«Com a conivência e a análise do Ministério Público e a natural cobertura da lei, ponderadas que foram as variáveis e os diversos indícios, a decisão de fazer uma “operação especial preventiva” no Martim Moniz, em Lisboa, torna a fractura social ainda mais exposta. A narrativa anti-imigração ganhou força pela colagem do centro-direita ao discurso maniqueísta da extrema-direita e, agora, substantiva-se numa operação policial em que encostam cerca de 30 pessoas à parede para encontrar uma arma branca. É assim que erguemos um muro.
A presença massiva de armas é, habitualmente, uma das mais fortes razões que sustentam a autorização judicial destas operações policiais. A construção da narrativa podia até ter sentido um abalo ao saber-se que o único detido tem nacionalidade portuguesa. Mas nem isso. A confrangedora demagogia racista do discurso anti-imigração ganhou pela acção e não pela cura dos resultados. Falar em prevenção numa operação deste calibre, onde dezenas de pessoas são encostadas à parede pelo lugar, pela desconfiança e pela cor da pele, é um atestado inqualificável de como fazer tudo ao contrário, menorizar a justiça e sair pela porta dos fundos. Um protótipo de racismo de Estado, pelo que obsceno é pouco.
O efeito dissuasor é muitíssimo questionável, sobretudo porque se percebe que há uma tentativa de criar uma história que acaba por se consubstanciar em muito pouco, quando há tantas outras formas de tratar questões tão sensíveis como estas. Uma delas é evidente: as camaratas ilegais onde centenas de imigrantes vivem, sem condições senão a da exploração total, nas traseiras de tantas lojas de “souvenirs” de Lisboa e Porto. O que esperam as autoridades para fazer o que realmente é necessário, antes que uma tragédia literalmente rebente, ao invés de criar uma falsa sensação de segurança ao encostar três dezenas de pessoas para apanhar uma mão cheia de nada? Totalmente desproporcional.
E assim chegamos a um balanço provisório da Polícia onde constam alguns artigos contrafeitos, 4600 euros em numerário e um detido português por posse de arma branca e droga.

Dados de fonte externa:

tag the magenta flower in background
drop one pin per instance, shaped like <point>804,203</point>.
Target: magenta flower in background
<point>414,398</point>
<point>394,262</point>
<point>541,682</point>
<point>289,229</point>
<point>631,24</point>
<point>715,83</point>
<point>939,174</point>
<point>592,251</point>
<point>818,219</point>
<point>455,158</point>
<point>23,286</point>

Isto, enquanto as imagens falam por si, valiosas pela apreensão evidente de que a demagogia ganhou e do que pode vir a repetir-se. Sem menosprezar a necessidade de regular e criar policiamento de proximidade em zonas críticas, a operação do Martim Moniz é tudo o que não se deve fazer. Basta sair à rua numa qualquer noite de fim de semana numa grande cidade. Quem sabe se com portugueses teriam igual ou melhor sorte.»